2019 The Gravels Cabernet
Wine Club Members Receive 20-25% Off!
This wine is the ultimate what if? What would happen if we took some of the best fruit from the gravelliest part of our vineyard that has beautiful fruit expression of cassis, blackberry, and red-black currant with a hint of eucalyptus. Then we age it for a full three years in both American and French oak. The American oak brings vanilla, coconut, balsa, and a touch of cardamom while the French oak brings tobacco, cinnamon, and molasses. This is a unique project which we aged for three years before making another. Three years from now you will be seeing it on a more regular basis, but right now The Gravels is a very limited engagement.
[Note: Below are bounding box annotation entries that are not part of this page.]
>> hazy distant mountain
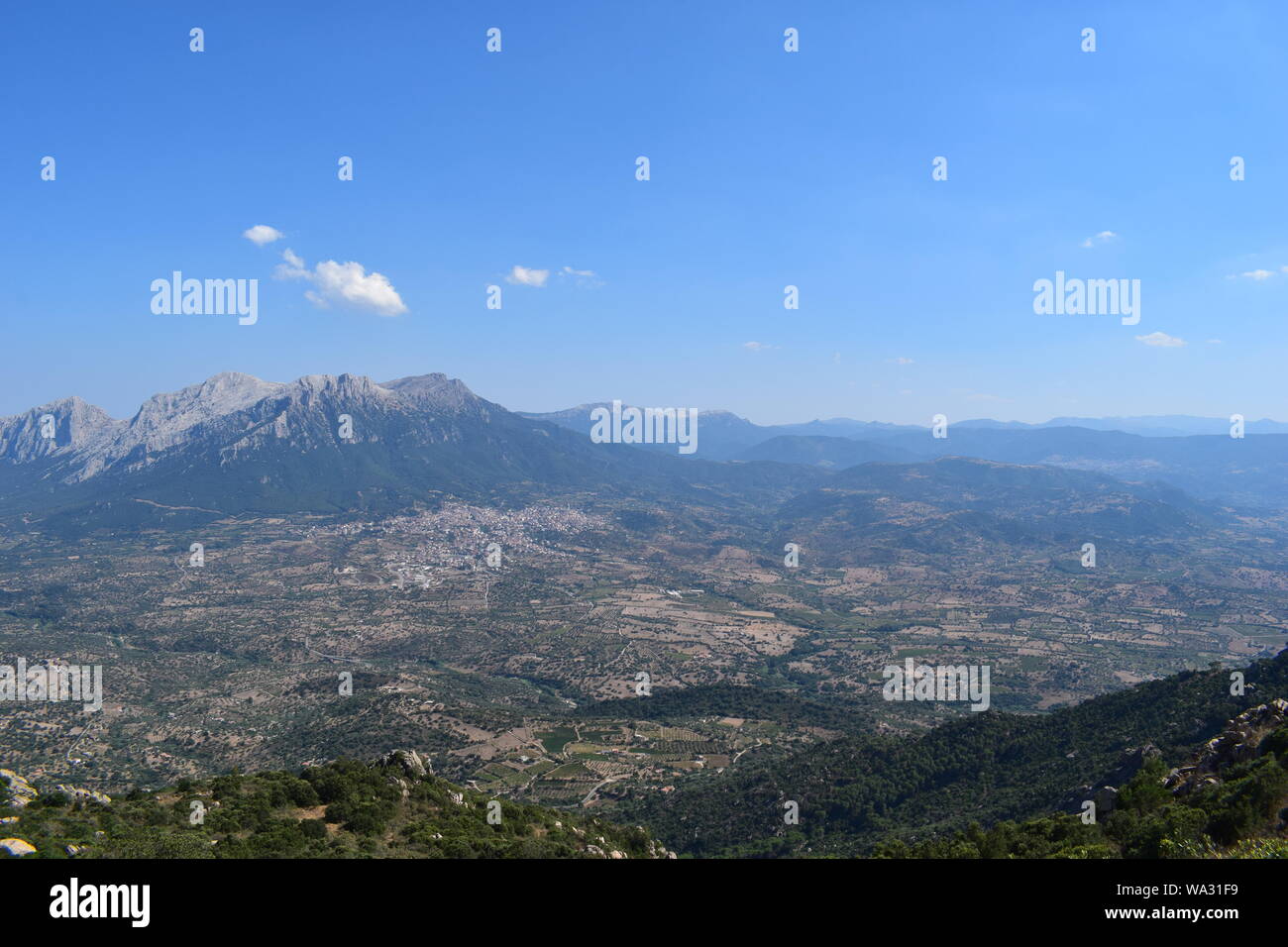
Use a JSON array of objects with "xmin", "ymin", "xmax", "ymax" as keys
[
  {"xmin": 774, "ymin": 458, "xmax": 1219, "ymax": 565},
  {"xmin": 528, "ymin": 404, "xmax": 1288, "ymax": 507},
  {"xmin": 520, "ymin": 402, "xmax": 923, "ymax": 460},
  {"xmin": 0, "ymin": 373, "xmax": 824, "ymax": 526},
  {"xmin": 956, "ymin": 415, "xmax": 1288, "ymax": 437},
  {"xmin": 880, "ymin": 425, "xmax": 1288, "ymax": 507},
  {"xmin": 738, "ymin": 434, "xmax": 917, "ymax": 471}
]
2019 was fashionably late to the party. We had late rain in the Spring which saturated the soils and slowed bud break. Vigorous shoot growth early in the Summer initially suggested we would get back on schedule, but we settled in for a long, cool summer. These late vintages make winemakers very nervous because rain can loom in late October. The Fall stayed remarkably dry, and all the grapes were picked and even fermented before the first storms. 2019 saw some of the longest hang times in memory. That extra time on the vine developed grapes bursting with flavor that translated to a juicy fruit forward Cabernet Sauvignon.
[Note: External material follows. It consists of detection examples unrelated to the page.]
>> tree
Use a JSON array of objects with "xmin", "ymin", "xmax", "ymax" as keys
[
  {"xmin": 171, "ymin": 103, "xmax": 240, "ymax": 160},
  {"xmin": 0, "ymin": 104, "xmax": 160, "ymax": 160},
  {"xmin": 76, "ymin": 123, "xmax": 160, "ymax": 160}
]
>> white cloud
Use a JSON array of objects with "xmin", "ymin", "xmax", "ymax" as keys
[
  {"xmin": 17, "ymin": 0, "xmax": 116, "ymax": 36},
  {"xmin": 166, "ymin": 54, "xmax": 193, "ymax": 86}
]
The Gravels Cabernet fruit was hand-picked into macro bins, then sorted and de-stemmed and crushed into stainless steel tanks. Cold soaking was carried out over 24 hours, and the must was inoculated and pumped over one to three times per day, then pressed before finishing primary fermentation. Once dry, the wine was racked to barrel and inoculated for malolactic fermentation. It was racked again at the conclusion of secondary fermentation and twice more before bottling. Though it was filtered, owing to its time in barrel, fining was not necessary.